The horses at Woodbine are up the escalator. They’re running live someplace else and here on TV. I’ve got the wrong day and time to see any thoroughbreds here. A crowd of men watch the TV screens and place bets at touch-screen wagering terminals. An ambient stink is provided by some of the few women present, who are frying hamburgers at the depressing little fast-foodery.
I’m sorry. I am a failure as an investigative reporter. I cannot take one more second of OPIF (other people’s idea of fun). I hack my way through the smog to the bus stop that’s covered in posters for New Star driving school.
It takes me seven hours to get home, two on transit, the other five recovering from the trauma of my trek to year-2000-style heck. I’m so relieved to be free from the spectre of mechanized leisure that I’m spending my $20 on extreme frivolities like a kilo of cheesecake.
Woodbine and the Ontario government’s loss is the local economy’s gain.

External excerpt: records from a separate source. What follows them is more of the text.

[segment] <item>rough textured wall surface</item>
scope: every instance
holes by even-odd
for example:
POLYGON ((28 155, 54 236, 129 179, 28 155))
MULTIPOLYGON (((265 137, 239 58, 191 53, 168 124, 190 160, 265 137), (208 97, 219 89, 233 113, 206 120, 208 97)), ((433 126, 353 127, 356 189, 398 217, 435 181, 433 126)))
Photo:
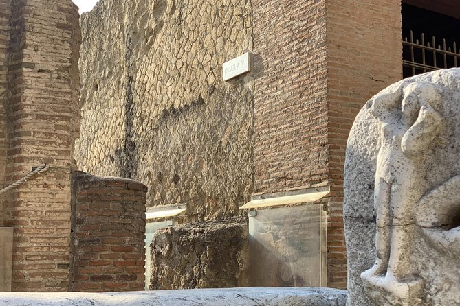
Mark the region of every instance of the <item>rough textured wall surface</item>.
POLYGON ((331 182, 329 285, 347 287, 343 167, 355 117, 373 95, 402 78, 401 1, 327 0, 328 148, 331 182))
POLYGON ((12 290, 67 291, 78 8, 70 0, 10 2, 5 181, 50 165, 2 198, 4 225, 14 228, 12 290))
POLYGON ((254 193, 328 178, 325 0, 253 0, 254 193))
POLYGON ((249 285, 245 218, 158 231, 150 246, 151 290, 249 285))
POLYGON ((144 290, 147 187, 72 172, 72 291, 144 290))
POLYGON ((79 168, 149 187, 189 220, 237 213, 252 190, 250 0, 101 0, 83 15, 79 168))

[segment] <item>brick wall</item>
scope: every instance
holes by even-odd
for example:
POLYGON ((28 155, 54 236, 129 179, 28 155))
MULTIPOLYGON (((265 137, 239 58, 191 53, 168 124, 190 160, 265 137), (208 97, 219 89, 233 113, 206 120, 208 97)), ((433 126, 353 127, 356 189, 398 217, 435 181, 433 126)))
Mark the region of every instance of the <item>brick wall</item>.
POLYGON ((327 180, 325 2, 252 1, 255 193, 327 180))
POLYGON ((150 289, 245 287, 248 220, 233 218, 159 229, 151 246, 150 289))
MULTIPOLYGON (((11 0, 0 0, 0 188, 5 184, 6 165, 6 118, 5 106, 8 91, 8 54, 10 43, 11 0)), ((0 205, 0 225, 3 224, 3 205, 0 205)))
POLYGON ((143 290, 147 187, 73 172, 72 290, 143 290))
POLYGON ((380 91, 402 78, 401 1, 327 0, 328 135, 331 198, 329 285, 347 286, 343 166, 355 115, 380 91))
MULTIPOLYGON (((75 136, 71 132, 78 120, 78 107, 72 106, 78 95, 77 8, 70 0, 10 3, 6 183, 42 162, 50 166, 3 198, 4 224, 14 228, 12 290, 66 291, 75 136)), ((1 4, 4 14, 8 5, 1 4)), ((1 147, 1 140, 0 156, 1 147)))

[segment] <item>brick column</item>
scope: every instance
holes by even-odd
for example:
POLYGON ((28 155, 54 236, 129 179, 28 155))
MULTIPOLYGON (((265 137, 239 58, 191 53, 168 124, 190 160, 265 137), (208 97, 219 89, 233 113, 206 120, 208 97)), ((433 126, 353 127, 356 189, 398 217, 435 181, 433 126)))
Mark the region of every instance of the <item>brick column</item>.
POLYGON ((366 101, 402 78, 401 1, 252 4, 254 193, 331 186, 328 285, 346 287, 347 139, 366 101))
POLYGON ((72 291, 143 290, 147 187, 73 173, 72 291))
POLYGON ((67 291, 78 9, 71 0, 10 2, 6 180, 12 183, 43 162, 50 167, 3 198, 4 224, 14 228, 12 290, 67 291))
POLYGON ((326 3, 254 0, 254 193, 328 178, 326 3))
POLYGON ((343 167, 355 117, 373 95, 402 78, 401 1, 327 0, 328 139, 331 199, 329 281, 347 287, 343 167))
MULTIPOLYGON (((8 58, 10 43, 11 0, 0 0, 0 188, 5 185, 6 165, 6 114, 8 91, 8 58)), ((0 205, 0 226, 3 224, 3 205, 0 205)))

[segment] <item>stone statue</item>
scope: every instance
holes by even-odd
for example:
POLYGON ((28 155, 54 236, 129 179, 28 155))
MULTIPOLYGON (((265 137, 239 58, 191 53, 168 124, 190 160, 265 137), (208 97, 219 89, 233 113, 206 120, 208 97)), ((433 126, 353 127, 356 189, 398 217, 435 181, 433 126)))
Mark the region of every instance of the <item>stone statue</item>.
POLYGON ((452 259, 450 267, 460 268, 455 260, 460 247, 454 246, 460 242, 460 165, 452 156, 460 154, 459 122, 458 69, 401 81, 368 102, 357 117, 345 171, 349 305, 460 301, 459 276, 441 271, 443 265, 436 263, 440 254, 442 260, 452 259), (362 130, 366 125, 372 132, 362 130), (366 187, 362 195, 357 192, 366 187), (369 245, 373 235, 358 246, 352 241, 362 230, 375 233, 375 248, 369 245), (373 266, 369 255, 364 256, 364 265, 356 264, 359 259, 350 257, 360 252, 356 248, 375 250, 373 266))

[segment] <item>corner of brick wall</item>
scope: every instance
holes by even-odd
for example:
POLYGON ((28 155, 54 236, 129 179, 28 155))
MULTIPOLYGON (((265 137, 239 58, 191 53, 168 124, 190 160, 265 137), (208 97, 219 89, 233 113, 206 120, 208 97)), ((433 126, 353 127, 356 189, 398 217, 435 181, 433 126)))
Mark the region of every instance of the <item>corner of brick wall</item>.
POLYGON ((147 187, 72 172, 72 290, 143 290, 147 187))

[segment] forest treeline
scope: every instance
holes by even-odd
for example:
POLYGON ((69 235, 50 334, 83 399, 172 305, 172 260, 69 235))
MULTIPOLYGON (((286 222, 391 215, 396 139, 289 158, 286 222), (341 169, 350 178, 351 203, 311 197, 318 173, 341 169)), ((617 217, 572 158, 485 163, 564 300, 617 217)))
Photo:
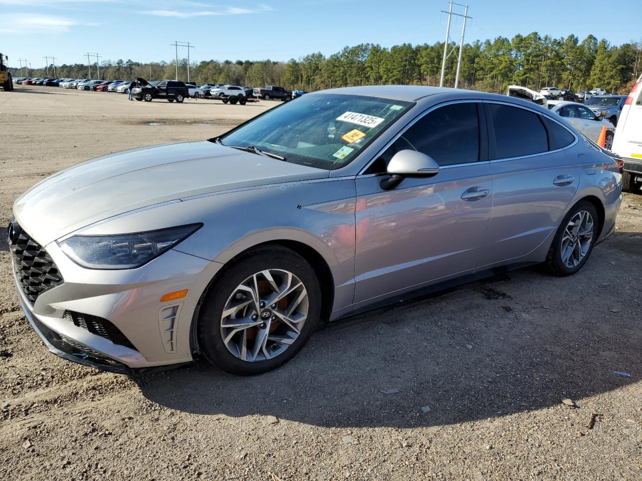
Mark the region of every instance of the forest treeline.
MULTIPOLYGON (((446 86, 455 83, 456 46, 446 63, 446 86)), ((286 62, 266 60, 204 60, 189 66, 190 79, 198 85, 232 83, 250 87, 282 85, 288 89, 315 90, 335 87, 375 84, 437 85, 441 73, 444 42, 432 45, 395 45, 390 48, 375 44, 347 46, 325 56, 312 53, 286 62)), ((537 32, 498 37, 466 44, 462 53, 459 87, 503 93, 507 85, 517 84, 539 90, 545 86, 576 92, 601 87, 609 92, 628 93, 640 74, 642 41, 620 46, 589 35, 580 41, 541 36, 537 32)), ((58 78, 97 78, 96 65, 56 66, 58 78)), ((187 59, 178 61, 178 78, 187 80, 187 59)), ((101 79, 126 80, 137 76, 154 80, 173 79, 176 64, 141 63, 131 60, 103 62, 101 79)), ((14 75, 18 69, 14 69, 14 75)), ((45 76, 45 69, 30 71, 45 76)), ((49 75, 53 69, 49 67, 49 75)))

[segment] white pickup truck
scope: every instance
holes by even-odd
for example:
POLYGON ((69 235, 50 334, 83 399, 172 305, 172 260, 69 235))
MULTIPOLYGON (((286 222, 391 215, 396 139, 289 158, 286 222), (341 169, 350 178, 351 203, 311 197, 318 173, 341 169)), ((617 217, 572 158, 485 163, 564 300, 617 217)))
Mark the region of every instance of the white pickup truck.
POLYGON ((545 87, 539 91, 542 95, 548 95, 551 99, 557 99, 562 95, 562 90, 557 87, 545 87))

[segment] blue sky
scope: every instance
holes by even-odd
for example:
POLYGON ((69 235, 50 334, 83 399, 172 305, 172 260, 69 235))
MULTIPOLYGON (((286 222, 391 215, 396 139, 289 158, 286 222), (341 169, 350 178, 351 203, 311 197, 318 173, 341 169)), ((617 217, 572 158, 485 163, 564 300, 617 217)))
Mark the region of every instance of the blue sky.
MULTIPOLYGON (((465 40, 534 31, 580 39, 593 33, 613 44, 640 40, 639 2, 621 0, 609 12, 603 0, 533 1, 520 12, 519 0, 471 0, 465 40), (538 13, 544 4, 572 17, 538 13)), ((82 62, 87 51, 101 60, 169 61, 175 40, 196 46, 190 54, 196 61, 287 60, 361 42, 442 41, 447 15, 440 10, 447 7, 442 0, 0 0, 0 47, 10 65, 26 58, 33 67, 44 65, 45 55, 57 64, 82 62)), ((452 39, 458 41, 461 26, 460 19, 451 26, 452 39)))

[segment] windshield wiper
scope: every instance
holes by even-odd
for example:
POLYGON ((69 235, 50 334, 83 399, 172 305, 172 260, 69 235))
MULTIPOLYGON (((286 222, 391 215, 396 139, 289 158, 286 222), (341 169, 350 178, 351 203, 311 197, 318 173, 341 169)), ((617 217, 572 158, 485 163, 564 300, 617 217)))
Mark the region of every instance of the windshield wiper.
POLYGON ((214 139, 214 142, 215 144, 218 144, 223 147, 229 147, 230 149, 238 149, 238 150, 242 150, 245 152, 252 152, 253 154, 256 154, 257 155, 265 155, 266 157, 272 157, 272 158, 275 158, 277 160, 285 160, 285 157, 281 155, 277 155, 276 154, 273 154, 272 152, 266 152, 259 149, 256 148, 254 146, 248 146, 247 147, 241 147, 241 146, 228 146, 223 143, 220 137, 216 137, 214 139))
MULTIPOLYGON (((223 145, 223 144, 221 144, 221 145, 223 145)), ((256 148, 254 146, 248 146, 247 147, 241 147, 240 146, 225 146, 225 147, 230 147, 232 149, 238 149, 239 150, 243 150, 245 152, 252 152, 257 155, 265 155, 266 157, 272 157, 272 158, 275 158, 278 160, 285 160, 285 157, 282 156, 273 154, 272 152, 266 152, 265 151, 256 148)))

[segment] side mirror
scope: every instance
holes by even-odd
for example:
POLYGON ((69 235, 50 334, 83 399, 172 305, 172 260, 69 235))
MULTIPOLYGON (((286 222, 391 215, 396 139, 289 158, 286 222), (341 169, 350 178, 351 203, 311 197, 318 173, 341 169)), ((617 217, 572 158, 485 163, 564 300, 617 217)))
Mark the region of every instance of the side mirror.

I can’t resist the tree-limb walking sticks in front of a dollar store. I ask where they come from. The lad thinks Alberta, but shows me a tag — Cape Breton.
“My, aren’t you looking good,” smiles an island woman when I catch her staring at me. Certainly, the stick does complete my western gentleman getup.
“Now that’s a classy outfit!” states a fellow streetwalker. Two compliments in one day! I should quit and go home while I’m ahead. I take a chance on staying out, but the brotherhood of nasty men is always around to make a lady pay.